Therefore, it is crucial to identify the factors associated with adherence to antihypertensive medication to improve the control of blood pressure among patients with hypertension in Nepal [14]. Several studies have reported the presence of co-morbidity, alcohol consumption, self-purchasing of medications [7, 14], forgetfulness [13, 14], unavailability of hypertensive medicines at the nearest health facilities [15], large number of medications prescribed, irregular follow-up [16, 17], etc., were all linked to non-adherence to antihypertensive medication and all identified factors were modifiable. Although several studies have shown the prevalence of hypertension, level of medication adherence and factors associated with adherence to antihypertensive medications in some parts of Nepal [13, 1517], there is limited evidence on medication adherence at the tertiary level hospital in Nepal.

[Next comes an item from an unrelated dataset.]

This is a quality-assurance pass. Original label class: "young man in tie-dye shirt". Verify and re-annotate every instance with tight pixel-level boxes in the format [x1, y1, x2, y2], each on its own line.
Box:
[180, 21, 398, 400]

Therefore, this study was conducted to assess the level of medication adherence and its associated factors among patients with hypertension attending Manmohan Cardiothoracic Vascular and Transplant Centre, a cardiac tertiary center hospital in Nepal, to inform the future contextual intervention design and implementation.

Materials and methods

Study design and setting

This was a hospital-based analytical cross-sectional study conducted at Manmohan Cardiothoracic Vascular and Transplant Center (MCVTC), a tertiary care hospital of Kathmandu district under the Bagmati Province of Nepal. This hospital is located in the capital city of Nepal within the premises of Tribhuvan University and Teaching Hospital, a leading healthcare institution in the country, for more than two decades. On average, 80–120 patients attend the outpatient department (OPD) each day for Hypertension and various other heart conditions based on hospital records.

Study population.

This study included the diagnosed patients with hypertension who visited the cardiology Out Patient Department (OPD) of Manmohan Cardiothoracic Vascular and Transplant Center (MCVTC) in Nepal.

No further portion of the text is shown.